Frequently Asked Questions
What is the best free model for OpenClaw?
Gemini 2.5 Flash via Google AI Studio. It offers 1,500 free requests per day (no credit card required), a 1M-token context window, and reliable tool calling. It covers personal OpenClaw usage (30-50 messages/day) completely within the free tier. For higher quality at near-zero cost once you outgrow Flash, DeepSeek V4-Flash is the next pick.
What happened to Claude on OpenClaw?
Anthropic banned Claude Pro/Max subscriptions from third-party tools like OpenClaw on April 4, 2026. The ban was reversed on May 13, 2026 — a new "Agent SDK credit" system (monthly non-rollover credits billed at API rates) will reinstate Claude usage on paid plans starting June 15, 2026. Until then, the free-tier picks in this post are the working path.
Can I run OpenClaw completely free?
Yes, in two ways.

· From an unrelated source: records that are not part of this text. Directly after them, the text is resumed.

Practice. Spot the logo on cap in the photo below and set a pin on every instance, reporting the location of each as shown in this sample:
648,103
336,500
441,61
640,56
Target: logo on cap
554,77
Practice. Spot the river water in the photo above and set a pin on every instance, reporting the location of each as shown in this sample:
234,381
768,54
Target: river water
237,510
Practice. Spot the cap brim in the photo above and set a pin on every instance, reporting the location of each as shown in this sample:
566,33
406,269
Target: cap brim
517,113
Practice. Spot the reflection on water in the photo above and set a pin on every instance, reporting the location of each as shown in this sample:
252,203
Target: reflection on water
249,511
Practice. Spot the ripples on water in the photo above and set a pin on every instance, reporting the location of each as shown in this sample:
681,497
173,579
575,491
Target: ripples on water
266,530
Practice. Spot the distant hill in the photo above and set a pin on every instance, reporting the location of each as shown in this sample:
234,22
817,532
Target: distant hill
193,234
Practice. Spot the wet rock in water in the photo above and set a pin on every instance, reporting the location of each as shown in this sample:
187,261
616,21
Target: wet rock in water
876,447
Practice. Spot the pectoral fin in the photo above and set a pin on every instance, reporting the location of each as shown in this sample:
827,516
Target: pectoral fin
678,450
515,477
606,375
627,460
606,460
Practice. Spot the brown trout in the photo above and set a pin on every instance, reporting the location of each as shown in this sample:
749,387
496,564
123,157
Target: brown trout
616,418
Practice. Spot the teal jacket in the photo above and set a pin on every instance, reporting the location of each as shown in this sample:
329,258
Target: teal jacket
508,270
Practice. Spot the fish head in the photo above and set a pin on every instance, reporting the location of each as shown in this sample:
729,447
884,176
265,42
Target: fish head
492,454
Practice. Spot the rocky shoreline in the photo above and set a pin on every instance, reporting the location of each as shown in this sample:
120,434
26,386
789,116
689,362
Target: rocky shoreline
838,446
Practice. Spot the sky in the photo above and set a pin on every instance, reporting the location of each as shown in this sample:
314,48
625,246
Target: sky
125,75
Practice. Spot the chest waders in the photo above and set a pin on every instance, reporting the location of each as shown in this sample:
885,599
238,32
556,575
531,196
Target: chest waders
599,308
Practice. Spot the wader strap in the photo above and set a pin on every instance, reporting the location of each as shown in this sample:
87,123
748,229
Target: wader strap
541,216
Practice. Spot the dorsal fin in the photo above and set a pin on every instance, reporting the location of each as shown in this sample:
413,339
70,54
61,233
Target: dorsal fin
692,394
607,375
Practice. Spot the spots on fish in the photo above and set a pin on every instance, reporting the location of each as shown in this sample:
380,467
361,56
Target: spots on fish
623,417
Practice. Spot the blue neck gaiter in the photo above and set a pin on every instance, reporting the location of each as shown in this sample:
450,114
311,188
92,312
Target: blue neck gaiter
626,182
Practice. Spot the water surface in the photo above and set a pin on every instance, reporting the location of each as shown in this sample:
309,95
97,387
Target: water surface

First, use a free API tier (Gemini 2.5 Flash gives 1,500 requests/day free). Second, run models locally via Ollama — gemma4:e4b or qwen3.5:9b run on a 16GB machine, larger models like qwen3-coder:30b and glm-4.7-flash need 24GB+. The trade-offs: free API tiers have rate limits and may train on your data; local models require hardware and benefit from the native /api/chat Ollama provider for working tool calling.
Which free models support tool calling in OpenClaw?
Cloud free tiers: Gemini 2.5 Flash, DeepSeek V4-Flash, OpenRouter :free. Local via Ollama (use the native provider, not /v1): qwen3-coder:30b, glm-4.7-flash, qwen3.5:9b, gemma4:e4b, hermes3, mistral:7b, gpt-oss:20b. Models under 8B parameters generally cannot call tools reliably regardless of provider config.
Is DeepSeek actually free for OpenClaw?
Partially. DeepSeek hands new accounts a one-time 5 million-token free credit (valid ~30 days), not a recurring monthly free tier. After it's gone, V4-Flash bills at $0.14 / $0.28 per million tokens (input / output). A heavy day of OpenClaw usage typically lands well under $1. Most personal users stay under $5/month total. Functionally near-free, but not zero cost after the initial credit.
Does BetterClaw support free models?
Yes. BetterClaw's free plan includes 1 agent with BYOK (bring your own API key). You can connect your Gemini free tier key, DeepSeek key, or any of 28+ supported providers. BetterClaw charges for the platform ($19/month per agent for Pro), not for inference. You pay your model provider directly at their rates, including free tiers. Smart context management stretches free-tier quotas further by keeping per-turn token volume lean.